North Korea also reiterated its commitment to last month's nuclear deal. The two Koreas "agreed to make joint efforts for a smooth implementation" of the nuclear agreement, according to the statement.

The South's chief negotiator, Unification Minister Lee Jae-joung, said he set the date for the economic meeting in the hope that "everything will go smoothly," apparently referring to the nuclear pact.

After returning to Seoul, Lee told reporters that the North requested 400,000 tons of rice aid, which would be discussed during economic talks scheduled just after an April 14 deadline for the North to shut down its sole operating nuclear reactor.

He said North Korea also asked for 300,000 tons of fertilizer that would be addressed at talks between the two countries' Red Cross societies scheduled days before the April deadline.

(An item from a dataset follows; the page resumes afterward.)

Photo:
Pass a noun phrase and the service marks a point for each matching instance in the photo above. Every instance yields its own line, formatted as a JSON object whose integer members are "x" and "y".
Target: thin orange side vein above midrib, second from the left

The meeting in Pyongyang between the two Koreas was the first such Cabinet-level dialogue in seven months, fostered by the North's agreement last month with the U.S. and four other countries to take initial steps toward abandoning its nuclear weapons program.

South Korea has been one of the North's main aid sources since the two nations held their first and only summit in 2000, and this week's meetings were the 20th Cabinet-level talks since then.

But South Korea halted rice and fertilizer shipments to the North after it test-fired a barrage of missiles last July, and relations worsened following North Korea's Oct. 9 underground nuclear test.

The provocations were the most serious challenge yet to South Korea's "sunshine" policy of engagement with its longtime foe, which has been criticized by conservatives for helping prop up the North's totalitarian regime without requiring reforms or disarmament.

On Friday, the two Koreas also agreed to conduct a long-delayed test run of trains on rebuilt tracks through their heavily armed border in the first half of the year. A planned test last year was called off by the North, whose military had said appropriate security arrangements had not been made.

As expected, the North and South also agreed Friday to resume reunions of families divided by the border, with meetings via a video link set for this month and face-to-face encounters in May. The North put the reunions on hold last year after the South suspended aid.